We had a fairly good nights’ sleep until we were woken by the guys setting up the sunbeds. Unfortunately, we had put our tent in an awful place and woke up surrounded by them. We were also surprised by the number of people that had just slept on the beach on their picnic rugs. It doesn’t offer much privacy, but it sure is cooler than sleeping in a tent!

3. The Salt Pans, Gozo

We only spent one night on Gozo Island and we found a very secluded spot right near the Salt Pans. As you head West on the main road, you will see that there is a rough track that veers off to the right. We went down there and ended up in a place that we have since nicknamed ‘Mars’. There is no chance of you getting any tent pegs in here, so make sure a calm night is ahead!

Just down the road, headed East, there is a small fishing village with a couple of bars and restaurants. We found the local people here to be very friendly, even if they were a bit surprised to see 2 tourists on bikes.

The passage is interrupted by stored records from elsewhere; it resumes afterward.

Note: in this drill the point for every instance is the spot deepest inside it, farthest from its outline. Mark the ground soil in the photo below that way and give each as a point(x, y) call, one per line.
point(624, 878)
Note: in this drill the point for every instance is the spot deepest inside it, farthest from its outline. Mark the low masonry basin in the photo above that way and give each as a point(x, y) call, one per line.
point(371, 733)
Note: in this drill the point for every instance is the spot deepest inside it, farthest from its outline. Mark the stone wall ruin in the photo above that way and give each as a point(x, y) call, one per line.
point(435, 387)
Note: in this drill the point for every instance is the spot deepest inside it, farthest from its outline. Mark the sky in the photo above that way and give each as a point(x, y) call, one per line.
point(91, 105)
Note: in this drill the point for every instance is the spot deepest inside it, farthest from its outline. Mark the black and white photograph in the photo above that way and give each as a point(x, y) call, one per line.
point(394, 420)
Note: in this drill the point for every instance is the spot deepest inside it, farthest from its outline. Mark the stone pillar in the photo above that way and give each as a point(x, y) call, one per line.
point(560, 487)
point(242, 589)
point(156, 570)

4. Malta National Aquarium

A bit further south of the National Aquarium, there is a very small amount of flat land that we pitched our tent on. We found our spot, then headed back to Bugibba Square for something to drink and a bite to eat. There are also some nice beachside bars along this stretch of road where you can watch the sunset.

When we came back from our evening meal, a campervan had parked right in front of the wild camping spot we had picked out just a few hours earlier. It was almost pitch black and there was no way we could find an alternative, so we just had to camp there anyway. Many apologies to the people in that motorhome – we didn’t want to be intrusive!


What you need to know about wild camping in Malta

  • It is very hot in summer, so you get a short nights’ sleep between midnight and around 6 am when the sun really starts to heat up.
  • The people are generally friendly. We didn’t have any problems with wild camping.
  • Technically, wild camping in Malta is not permitted.

Further reading

You can learn more about wild camping in Malta with the following links:

Mom Goes Camping explains the legalities of wild camping in every European country.

Living in Malta offers some ideas for alternative wild camping spots in Malta.

Tell us if you’re also a fan of wild camping! Where is your favourite spot?


  1. Kevin

    Hi Guys. Good to hear your views. I wild camp in Malta quite often but spend my days at a dive shop so have use of a shower and electricity for phones and cameras.
    Have never had any issues but always leave the sites as I find them and usually by sun up.
    Lots of places accessible by bus and a walk with great views.
    Happy trails.

  2. Evi

    Thank you! This helped a lot! I am planning a cycling trip and I want to start in Malta. I want to go camping (preferably on a budget), but there is almost no information available on the internet. So reading that you were able to wild camp without that many problems is good to know!

    • Frog and Freckles

      Hi Evi, thanks for your comment! It is such a pleasure to hear that you enjoyed our blog. Camping in Malta is challenging but possible with a bit of effort – hope you have a great time!